First advice is horrible. One shouldn't do in application things that are meant ...

vidarh · on April 3, 2013

It is not horrible advice once your system hits hard limits of the database system. Depending on your database system you can hit those fairly quickly.

It is often far cheaper to scale an application over many boxes by extracting data from your canonical database into a set of in-memory read-only search structures, for example, and delta-index and merge changes regularly.

It is similarly often far cheaper to sort and group large dataset outside the database because sorting and grouping are simple to parallelise over multiple machines working on in memory subsets and doing cheap merges at the end.

If your system can run at reasonable speed in your RDBMS, sure, do that rather than reinvent the wheel.

But when you find yourself maintaining complex trees of replicas, it is often worth testing if you can do better with specialised middleware that can selectively throw out guarantees your RDBMS can't because it would violate guarantees it is meant to provide and that can otherwise make use of specialized characteristics of your data.

E.g. you don't see people running large search engines out of RDBMS's. For a simple reason: while many RDBMS's provide full text search, you can do it far faster when you realize that your full text index is "always" going to be catching up, and so once you exceed the threshold where a single RDBMS doesn't serve your needs anymore (and often before that) you can save massive amount of resources by building small, frequent deltas of changes, distributing them to however many app servers you need, and gradually merging the deltas into larger chunks to keep the number manageable.

There are a lot of scenarios like that where moving the logic out of your data store makes sense.

mfenniak · on April 3, 2013

I think the advice in point #1 only makes sense with a caveat: When performance is an issue, if you can calculate or process it at the application layer _without adding load to the database layer_, then take it out of the database layer.

For example, order-by w/ limit/offset? If you do that at the application layer, you've increased the I/O usage on the database server, and clearly this advice doesn't make sense.

On the other hand, group-by (assuming no HAVING)? If you do that at the application layer, you've reduced the load on the database server, increased the load on the network, and you've probably made a justifiable performance vs. scalability trade-off. If you measure it and back it up with data.

I think the advice here in the article is too broad, but I can see a kernel of wisdom in it that is non-intuitive.

markokocic · on April 3, 2013

Well, without a caveat the advice is plain wrong in 99% cases, since that caveat changes the advice completely.

primitur · on April 3, 2013

I agree with you - I think this bit of advice addresses the effect, not the cause, of an ignored problem: design, design, design.
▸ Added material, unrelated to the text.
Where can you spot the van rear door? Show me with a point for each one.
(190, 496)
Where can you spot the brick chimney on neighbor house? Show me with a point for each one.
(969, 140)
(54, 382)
Design your database for your application - if you have some major hassle with your database after App 1.0 is developed, its because you missed this very important step.

Don't treat the .db like its an architectural sandbox, adding/tweaking/removing things 'to make it better' after the fact. Careful .db architecture means, once your app reaches a functional state, your .db should be already pretty much immutable.

Maybe the solution for those who can't escape this flaw is to simply build the App first, then the .db, so that there is little chance for the .db to be screwed up in the first place, who knows ..

np422 · on April 3, 2013

If your performance bottleneck is at the database layer it's a difficult problem to solve, scaling relational databases requires all kinds of witchcraft and magic such as read-only replicas, sharding, result-caching ...

But it is very simple to add another application server and update your load-balancers configuration.

Some large (internet) applications have moved operations such as joins to the application and only use the database for simple storage.

I think it's a reasonable advice.

hackerboos · on April 3, 2013

I agree. Why would you sort in memory? RDBMS have been heavily optimised to do these things.

vidarh · on April 3, 2013

You would sort in memory when your dataset and/or number of clients is large enough that you would need to distribute your dataset over many servers and the overhead of replication with your preferred RDBMS is too high. E.g. large sorts can be reasonably well parallelized (split the dataset into chunks, sort each chunk, and zipper merge the sorted subsets on a machine collecting the result), and similarly caching the dataset on however many app servers you need in order to do sorts often makes it worthwhile even for much smaller datasets.

If you can run everything on one machine, or your RDBMS handles sharing and replication efficiently and easily, then by all means try that first. But you can often beat the pants of RDBMS' for specialized scenarios.

ccheever · on April 3, 2013

i think this is actually reasonable advice because in most systems, the application layer is pretty stateless and can easy be scaled out to more machines whereas the db is usually a central bottleneck.

stiff · on April 3, 2013

I think too that this was his point, it only might make sense in very specific scenarios though, for day-to-day web-dev this is terrible advice as others have said.

rombdn · on April 3, 2013

I agree - on the majority of entreprise system (ERP) I have worked this was the case. I can confirm that GROUP BY are huge performance killers and sometimes the simplest solution is to avoid them by slightly changing the business logic if possible.